Re: Server push - use cases

Hi Asbjørn,

On Mon, Aug 14, 2023 at 12:46:42PM +0200, Asbjørn Ulsberg wrote:
> HTTP Server Push has been debated much in the API community, although
> widespread adoption has yet to materialise. I presented some of the use-cases
> at the 2019 HTTP Workshop, which can be viewed here:
> 
> https://asbjornu.github.io/prefer-push-presentation/

Thanks for sharing. Sadly without the explanations, it's not obvious
where you're seeing a gain in the example, because the provided example
turns a moderately sized responses into 4 slightly smaller ones which
together are twice as large.

> Kévin Dunglas has been a pioneer in the space, with his implementation of Server Push called "Vulcain":
> 
> https://github.com/dunglas/vulcain
> 
> I would love to see more, not less, adoption of Server Push going forward.
> The web isn't browser-only; if it was, the HTTP specification would have
> dropped  support for other methods than GET + POST long ago (as an
> example).
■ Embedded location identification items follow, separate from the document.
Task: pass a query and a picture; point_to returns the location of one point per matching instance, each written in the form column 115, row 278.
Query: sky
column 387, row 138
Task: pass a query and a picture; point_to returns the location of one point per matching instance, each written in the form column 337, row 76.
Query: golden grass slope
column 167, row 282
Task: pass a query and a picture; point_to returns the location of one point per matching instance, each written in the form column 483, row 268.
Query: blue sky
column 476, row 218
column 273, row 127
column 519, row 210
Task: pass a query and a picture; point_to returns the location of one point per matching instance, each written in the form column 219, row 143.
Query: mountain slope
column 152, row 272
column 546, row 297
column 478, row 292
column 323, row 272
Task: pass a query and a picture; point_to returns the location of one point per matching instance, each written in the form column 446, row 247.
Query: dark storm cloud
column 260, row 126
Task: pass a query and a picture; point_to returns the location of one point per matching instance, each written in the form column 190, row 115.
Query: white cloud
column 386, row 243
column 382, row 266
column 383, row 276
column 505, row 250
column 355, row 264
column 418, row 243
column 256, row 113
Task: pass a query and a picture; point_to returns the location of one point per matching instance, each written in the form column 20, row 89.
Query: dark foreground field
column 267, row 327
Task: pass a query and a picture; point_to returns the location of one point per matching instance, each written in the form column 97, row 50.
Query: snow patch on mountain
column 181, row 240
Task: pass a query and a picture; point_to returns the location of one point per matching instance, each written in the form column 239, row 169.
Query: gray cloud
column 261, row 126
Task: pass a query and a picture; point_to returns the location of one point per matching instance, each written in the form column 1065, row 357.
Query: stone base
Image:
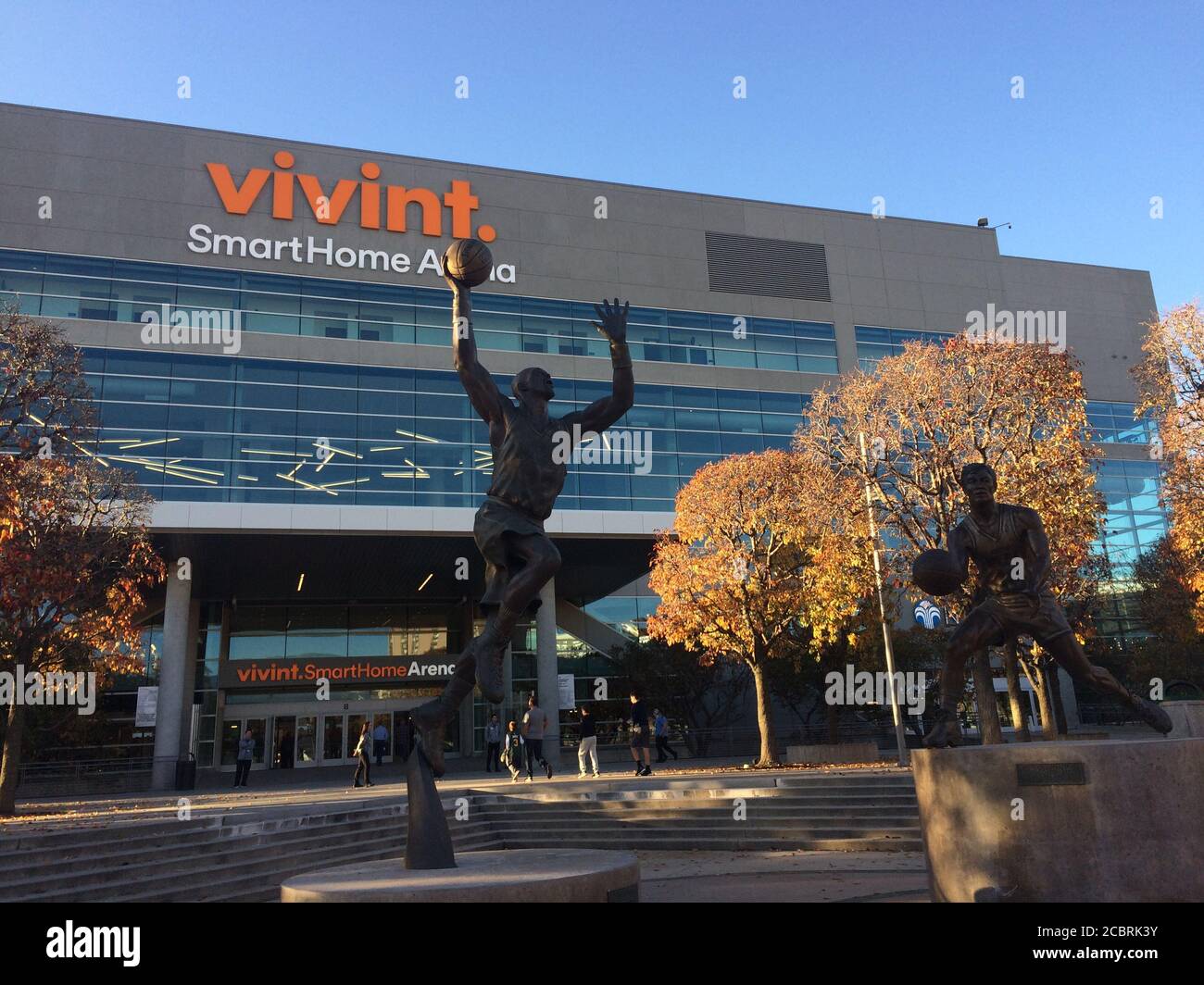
column 524, row 876
column 1187, row 717
column 1103, row 821
column 841, row 752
Thankfully, it hasn't, and I think Server Push deserves a similar
> treatment.

For sure the web is not just browsers, but likewise it could be said
that whenever a server decides to deliver multiple responses it could
also coalesce them into a composite one that the client would get at
once. And since push is useful in this case when the requester has a
cache, populating a cache from multiple responses or from collected
elements is not different.

The real benefit of push *was* for browsers, on high-latency links,
where the server could decide to push some objects the client had not
yet requested. We all know the pros and cons (saving a round-trip vs
sending objects already present there, who's responsible for that
object's presence in the cache, etc). But here unless I'm not getting
it from the presentation, the server did not really use push for what
it provides, it used it as a way to split the response, just as if it
had sent a multi-part response in some sort.